Sunday will be the Fourth of July; the celebration for our country’s declaration of independence from the rule of monarchy of Great Britain. It is one of my favorite holidays. I love this country. I stand in awe of the brilliance of the founding fathers, I marvel at the strength and simplicity of the Constitution they scribed, and I cherish the liberty that came of their struggle.
It is a blessing to live in this country—a blessing that many Americans have been lax to appreciate and honor. I think the current attempts to twist this country’s foundational principles have brought a drowsing population awake. City and country Americans alike are renewing their commitment to the tenets of the original Constitutional concepts; they’re speaking out against a transforming of this nation’s purpose; they’re reevaluating their own virtue and values.

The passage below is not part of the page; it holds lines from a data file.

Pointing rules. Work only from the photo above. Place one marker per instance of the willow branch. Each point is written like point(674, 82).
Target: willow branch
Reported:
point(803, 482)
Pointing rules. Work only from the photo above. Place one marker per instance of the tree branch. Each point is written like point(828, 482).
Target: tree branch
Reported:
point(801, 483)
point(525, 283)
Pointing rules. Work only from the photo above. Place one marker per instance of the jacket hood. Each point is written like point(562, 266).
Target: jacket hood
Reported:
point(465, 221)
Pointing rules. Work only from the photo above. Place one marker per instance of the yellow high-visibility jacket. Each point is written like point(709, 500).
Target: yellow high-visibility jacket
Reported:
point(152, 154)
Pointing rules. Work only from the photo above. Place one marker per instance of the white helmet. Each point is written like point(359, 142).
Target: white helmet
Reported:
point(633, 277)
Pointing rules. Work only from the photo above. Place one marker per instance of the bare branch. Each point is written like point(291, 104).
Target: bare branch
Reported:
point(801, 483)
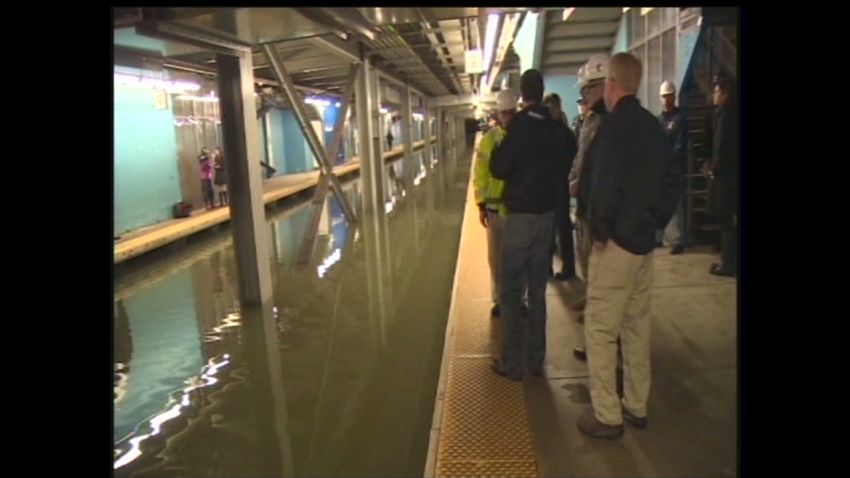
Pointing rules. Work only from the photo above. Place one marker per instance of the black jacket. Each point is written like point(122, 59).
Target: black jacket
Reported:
point(635, 182)
point(534, 159)
point(675, 125)
point(725, 161)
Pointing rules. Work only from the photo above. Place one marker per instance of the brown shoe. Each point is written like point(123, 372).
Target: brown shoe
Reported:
point(590, 425)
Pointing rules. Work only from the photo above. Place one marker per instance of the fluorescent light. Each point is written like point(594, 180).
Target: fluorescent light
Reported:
point(131, 80)
point(209, 99)
point(317, 101)
point(490, 38)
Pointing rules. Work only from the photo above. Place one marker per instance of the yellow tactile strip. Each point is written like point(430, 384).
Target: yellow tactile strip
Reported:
point(484, 429)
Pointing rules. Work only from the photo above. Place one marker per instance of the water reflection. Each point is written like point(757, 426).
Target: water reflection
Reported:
point(338, 381)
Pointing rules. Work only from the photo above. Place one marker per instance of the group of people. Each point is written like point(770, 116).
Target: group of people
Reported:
point(625, 167)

Samuel Adams said: “Neither the wisest constitution nor the wisest laws will secure the liberty and happiness of a people whose manners are universally corrupt. He therefore is the truest friend of the liberty of his country who tries most to promote its virtue.” Adams also said: “We have no government armed with power capable of contending with human passions unbridled by morality and religion. Avarice, ambition, revenge, or gallantry would break the strongest cords of our constitution as a whale goes through a net. Our Constitution was made only for a moral and religious people. It is wholly inadequate to the government of any other.”
George Washington referred to religion and morality as the “great Pillars of human happiness.”
My voice is small, but I concur with these great men who pledged their lives, property, and sacred honor, that in order for America to remain good, her people must be good.
As I pledge allegiance to the flag, this Fourth of July, I will also pledge to be a better person. One by one we can set America back on a path of greatness.